If you have a lot of Disk-IO intensive tasks, what will probably be the determining factor is how often you shut off your computer.

With Vista, the disk prefetch (smartdrv) will load as much into memory as possible, and take it away as programs need actual RAM. This is great for people with 4GB or more (most quad users will probably have 4GB or more) As long as you never shut off your computer, the system will have less and less disk I/O's. Its probably why in Vista, the actual shutdown button is now secondary to the standby button which is the preferred method of leaving a computer off overnight or for a few hours.

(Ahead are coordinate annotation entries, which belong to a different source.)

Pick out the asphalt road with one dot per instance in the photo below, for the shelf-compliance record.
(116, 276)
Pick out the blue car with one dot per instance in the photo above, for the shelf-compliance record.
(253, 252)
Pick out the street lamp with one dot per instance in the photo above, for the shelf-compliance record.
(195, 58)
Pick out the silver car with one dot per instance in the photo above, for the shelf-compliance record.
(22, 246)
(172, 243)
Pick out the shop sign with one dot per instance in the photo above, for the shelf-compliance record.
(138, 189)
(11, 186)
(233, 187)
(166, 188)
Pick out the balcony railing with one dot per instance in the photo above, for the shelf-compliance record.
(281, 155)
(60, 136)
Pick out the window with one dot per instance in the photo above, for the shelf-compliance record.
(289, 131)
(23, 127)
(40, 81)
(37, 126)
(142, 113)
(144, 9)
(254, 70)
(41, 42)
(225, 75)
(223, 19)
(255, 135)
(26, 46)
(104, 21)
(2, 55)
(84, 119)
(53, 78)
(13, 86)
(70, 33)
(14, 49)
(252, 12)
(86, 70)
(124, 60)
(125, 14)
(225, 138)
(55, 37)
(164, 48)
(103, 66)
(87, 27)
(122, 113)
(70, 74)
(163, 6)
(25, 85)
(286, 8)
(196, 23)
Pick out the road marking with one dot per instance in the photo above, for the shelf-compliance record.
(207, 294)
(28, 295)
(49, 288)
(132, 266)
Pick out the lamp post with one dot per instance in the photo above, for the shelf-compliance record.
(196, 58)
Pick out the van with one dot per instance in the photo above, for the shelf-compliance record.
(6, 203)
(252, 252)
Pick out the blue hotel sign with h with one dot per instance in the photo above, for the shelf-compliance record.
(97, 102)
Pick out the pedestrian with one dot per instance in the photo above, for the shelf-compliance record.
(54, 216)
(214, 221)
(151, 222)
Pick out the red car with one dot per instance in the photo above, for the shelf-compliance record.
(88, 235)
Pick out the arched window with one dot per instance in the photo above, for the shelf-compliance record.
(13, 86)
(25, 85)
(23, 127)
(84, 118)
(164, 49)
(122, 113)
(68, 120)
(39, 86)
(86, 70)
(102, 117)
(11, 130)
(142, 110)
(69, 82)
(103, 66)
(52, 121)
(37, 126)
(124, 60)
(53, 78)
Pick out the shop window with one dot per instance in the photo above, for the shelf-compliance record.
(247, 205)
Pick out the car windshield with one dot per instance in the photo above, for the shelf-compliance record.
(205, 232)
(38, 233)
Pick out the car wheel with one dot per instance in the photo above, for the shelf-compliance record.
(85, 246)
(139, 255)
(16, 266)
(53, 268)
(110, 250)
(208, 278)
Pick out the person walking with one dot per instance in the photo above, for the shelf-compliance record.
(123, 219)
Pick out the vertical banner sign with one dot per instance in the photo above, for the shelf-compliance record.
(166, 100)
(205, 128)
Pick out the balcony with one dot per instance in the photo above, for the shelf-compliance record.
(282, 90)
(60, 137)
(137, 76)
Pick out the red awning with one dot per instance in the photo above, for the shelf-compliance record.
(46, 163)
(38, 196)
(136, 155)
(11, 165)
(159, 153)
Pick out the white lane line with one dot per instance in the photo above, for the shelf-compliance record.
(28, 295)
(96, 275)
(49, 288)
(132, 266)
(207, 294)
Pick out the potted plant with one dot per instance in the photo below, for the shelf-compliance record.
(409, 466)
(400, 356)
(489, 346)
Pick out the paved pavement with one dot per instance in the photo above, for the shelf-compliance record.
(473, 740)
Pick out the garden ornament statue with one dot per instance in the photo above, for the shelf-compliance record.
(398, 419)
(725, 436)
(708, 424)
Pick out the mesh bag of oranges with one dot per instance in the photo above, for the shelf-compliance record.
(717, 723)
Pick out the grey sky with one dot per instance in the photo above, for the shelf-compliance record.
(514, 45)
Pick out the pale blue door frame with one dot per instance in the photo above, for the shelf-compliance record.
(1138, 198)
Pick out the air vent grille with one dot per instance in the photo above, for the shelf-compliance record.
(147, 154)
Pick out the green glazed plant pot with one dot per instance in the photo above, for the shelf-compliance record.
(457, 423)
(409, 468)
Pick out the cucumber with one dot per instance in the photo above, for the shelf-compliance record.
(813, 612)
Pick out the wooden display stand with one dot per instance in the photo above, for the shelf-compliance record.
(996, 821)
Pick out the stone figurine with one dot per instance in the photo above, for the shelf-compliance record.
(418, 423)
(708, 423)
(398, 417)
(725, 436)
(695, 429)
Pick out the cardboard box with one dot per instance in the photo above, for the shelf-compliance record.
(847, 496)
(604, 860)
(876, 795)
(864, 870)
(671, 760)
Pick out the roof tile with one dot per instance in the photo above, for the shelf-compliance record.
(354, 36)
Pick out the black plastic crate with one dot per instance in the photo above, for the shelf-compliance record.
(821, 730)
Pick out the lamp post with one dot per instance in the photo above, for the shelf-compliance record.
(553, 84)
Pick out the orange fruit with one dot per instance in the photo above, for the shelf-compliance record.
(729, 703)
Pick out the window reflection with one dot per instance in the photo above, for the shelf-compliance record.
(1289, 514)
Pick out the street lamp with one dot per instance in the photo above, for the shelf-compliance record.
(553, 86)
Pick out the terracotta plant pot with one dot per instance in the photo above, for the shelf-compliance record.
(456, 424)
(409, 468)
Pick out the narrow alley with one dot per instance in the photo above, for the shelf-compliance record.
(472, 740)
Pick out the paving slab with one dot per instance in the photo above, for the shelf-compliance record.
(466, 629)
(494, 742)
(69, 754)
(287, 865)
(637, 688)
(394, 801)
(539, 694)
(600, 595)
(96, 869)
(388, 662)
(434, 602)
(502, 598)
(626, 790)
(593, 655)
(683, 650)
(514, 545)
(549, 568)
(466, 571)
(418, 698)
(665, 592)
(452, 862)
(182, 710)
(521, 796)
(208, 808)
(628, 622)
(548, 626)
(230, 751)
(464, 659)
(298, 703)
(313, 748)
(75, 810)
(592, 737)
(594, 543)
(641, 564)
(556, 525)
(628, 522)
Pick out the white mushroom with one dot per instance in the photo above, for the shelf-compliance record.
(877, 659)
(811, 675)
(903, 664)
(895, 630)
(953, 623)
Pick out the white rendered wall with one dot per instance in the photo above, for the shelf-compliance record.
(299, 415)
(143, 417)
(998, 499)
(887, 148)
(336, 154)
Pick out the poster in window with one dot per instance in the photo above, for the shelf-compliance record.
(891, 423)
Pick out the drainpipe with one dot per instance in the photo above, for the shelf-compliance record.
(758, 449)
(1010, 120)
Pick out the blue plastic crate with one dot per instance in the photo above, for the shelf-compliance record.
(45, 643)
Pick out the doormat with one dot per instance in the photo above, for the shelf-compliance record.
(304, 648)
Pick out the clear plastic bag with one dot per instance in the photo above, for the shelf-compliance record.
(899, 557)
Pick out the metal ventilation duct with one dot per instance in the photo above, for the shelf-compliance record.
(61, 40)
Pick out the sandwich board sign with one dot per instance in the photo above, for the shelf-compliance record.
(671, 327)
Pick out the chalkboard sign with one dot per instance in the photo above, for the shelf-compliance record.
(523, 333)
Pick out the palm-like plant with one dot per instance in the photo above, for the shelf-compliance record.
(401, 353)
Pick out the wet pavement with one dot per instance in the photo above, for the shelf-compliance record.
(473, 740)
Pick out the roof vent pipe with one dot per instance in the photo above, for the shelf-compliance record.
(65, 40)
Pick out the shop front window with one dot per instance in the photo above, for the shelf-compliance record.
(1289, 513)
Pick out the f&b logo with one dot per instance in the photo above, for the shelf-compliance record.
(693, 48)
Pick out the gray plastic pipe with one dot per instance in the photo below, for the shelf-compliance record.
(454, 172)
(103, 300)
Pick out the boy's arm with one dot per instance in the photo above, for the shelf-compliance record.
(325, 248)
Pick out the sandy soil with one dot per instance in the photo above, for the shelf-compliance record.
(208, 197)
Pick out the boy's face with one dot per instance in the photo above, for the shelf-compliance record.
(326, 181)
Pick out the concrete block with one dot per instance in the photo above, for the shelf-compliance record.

But you can pretty well be assured that a good chunk of the bundled programs in Windows XP and Vista are highly threaded (designed for multicore) and will recieve an appropriate speed boost as more cores are added. Not that anyone really complains about how slow Internet Explorer is, but its nice to have instances of media player and some Java pop up 4x faster. PDF's are an absolute joy with dual and quad cores.

But yes, (re)encoding DVD's (video editing) will definitely be limited by the speed of the harddrive(s). If that is what you primarily do, then Duals or Quads are probably not high on the list. But really... Thats the one appplication that actually needs really high IO, even image editing is not all that disk intensive.
 
Seems most people who post on these forums are gamers.

For those of us who work in the IT industry, one word.

Vmware.

'Nuff said.
 
i love photoshop cs3

www.simplyathos.com

although most of my shots are pretty much in-camera with standard digital darkroom manips like curves and some selective color.

its funny to watch some plugs that used to take ages (radial blur for example) on big images. they use all the cores and go very fast, then if you have some of the older plugs that used to impress, the seem so slow using 1 core.